A Promotoria sustenta que as informações não podem ser mantidas em sigilo e que precisam ser “escrutinadas” pelo Ministério Público e Tribunal de Contas do Estado.

“A indevida invocação do sigilo, em verdade, faz com que haja atos administrativos verdadeiramente secretos sendo
praticados no Estado do Rio Grande do Sul! Em pleno século 21 e na vigência de um Estado Democrático de Direito, onde a transparência deveria ser radical em se tratando de recursos públicos”.

O Ministério Público quer esclarecer quais os critérios para a concessão dos incentivos fiscais. Para saber, por exemplo, se uma empresa que não poderia receber, recebe. Ou se uma empresa que poderia receber, não recebe e por qual razão. Conforme o promotor, a própria Procuradoria Geral do Estado já emitiu pareceres técnicos indicando que não cabe sigilo para o MP e TCE.

“Note-se que a Secretaria da Fazenda sobrepõe seu ‘entendimento jurídico’ à orientação técnica da própria PGE que, se não é a mais adequada, ainda assim deveria vincular os órgãos do Poder Executivo”.

Ministério Público de Contas

A procuradora substituta do Ministério Público de Contas, Daniela Wendt Toniazzo, lembra que o MPC vem tentando há anos buscar essas informações, mas nunca consegue.

“desde 2009 o Ministério Público de Contas tenta abrir essa ‘caixa-preta’ das receitas estaduais através de representações, recomendações, pareceres, mas sem sucesso.

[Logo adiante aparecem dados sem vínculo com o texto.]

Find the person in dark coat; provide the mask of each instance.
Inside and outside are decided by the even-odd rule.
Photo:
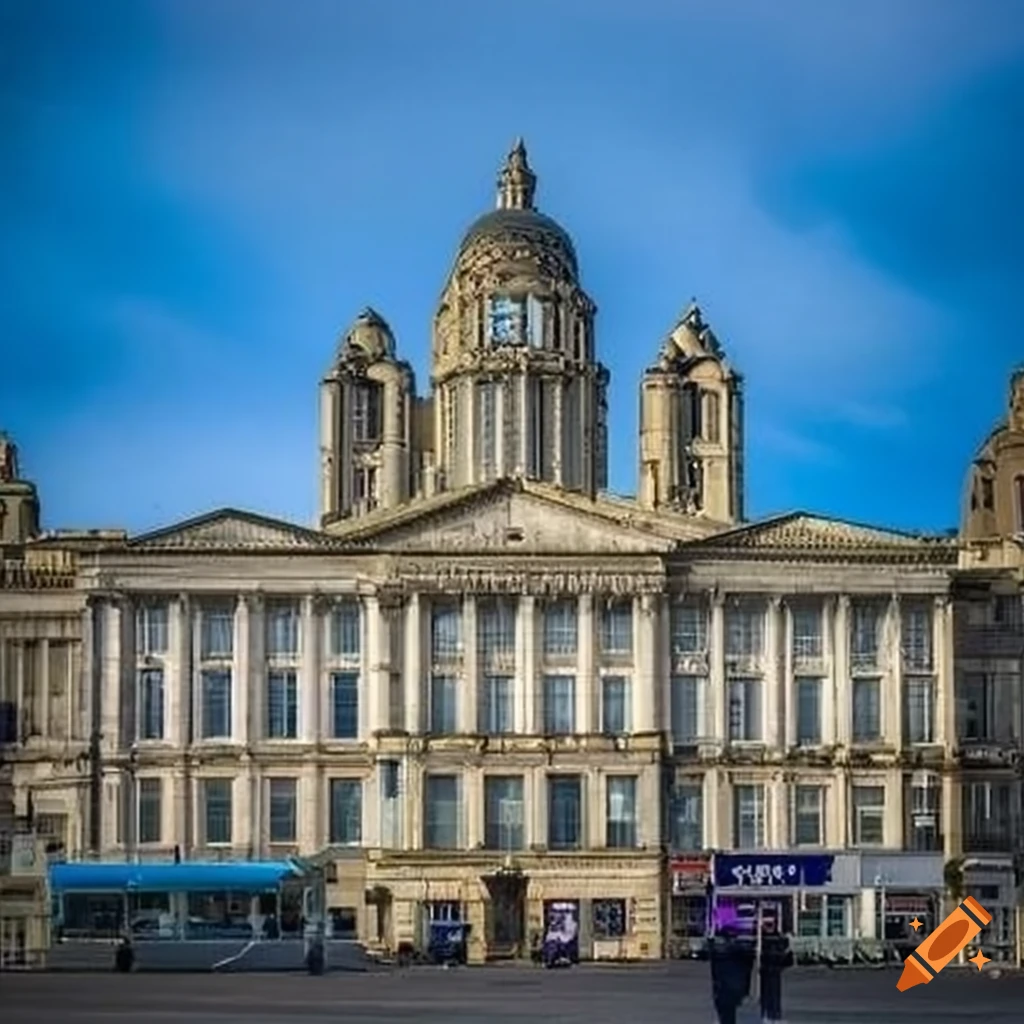
[[[782,972],[793,965],[790,940],[775,930],[775,922],[765,922],[761,935],[761,1020],[763,1024],[781,1024]]]
[[[734,928],[711,940],[711,987],[719,1024],[736,1024],[736,1011],[751,991],[755,951]]]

O sigilo fiscal, evidentemente, não se aplica aos órgãos de controle”

Lembra da importância de analisar esses dados.

“Num cenário de crise que estamos vivendo a fiscalização dessas receitas é imprescindível para que se saiba a extensão das isenções, de todas as arrecadações, dos benefícios que estão sendo dados”.

Associação do Ministério Público

O presidente da Associação do Ministério Público, Sérgio Harris, lembra que esses dados são ainda mais fundamentais no momento atual, já que o Estado vive uma grave crise financeira.

“Essa medida vem em boa hora e é fundamental para pensar o Rio Grande do Sul. O Governo do Estado RS mandou pacote com medidas duras para a Assembleia. Então nada mais justo e correto que tenhamos antes da votação pelos deputados a exata noção sobre os incentivos concedidos”.

Associação dos Juízes do Rio Grande do Sul

O presidente da Associação dos Juízes do Rio Grande do Sul, Gilberto Scheffer, também reforça a importância da transparência no trato dos recursos públicos

“A sociedade precisa saber a quem se destina, quanto se destinou e especialmente quais são as contrapartidas e quais são os benefícios para a própria sociedade”.

O que diz a Secretaria da Fazenda

Antes mesmo da decisão, o subsecretário da Receita Estadual, Mário Wunderlich, afirmou que em caso de determinação judicial, os dados seriam fornecidos.

“Tem algumas informações dos negócios das empresas que entendemos não possa ser divulgadas. A decisão em sentido contrário será prontamente cumprida e os dados colocados à disposição”.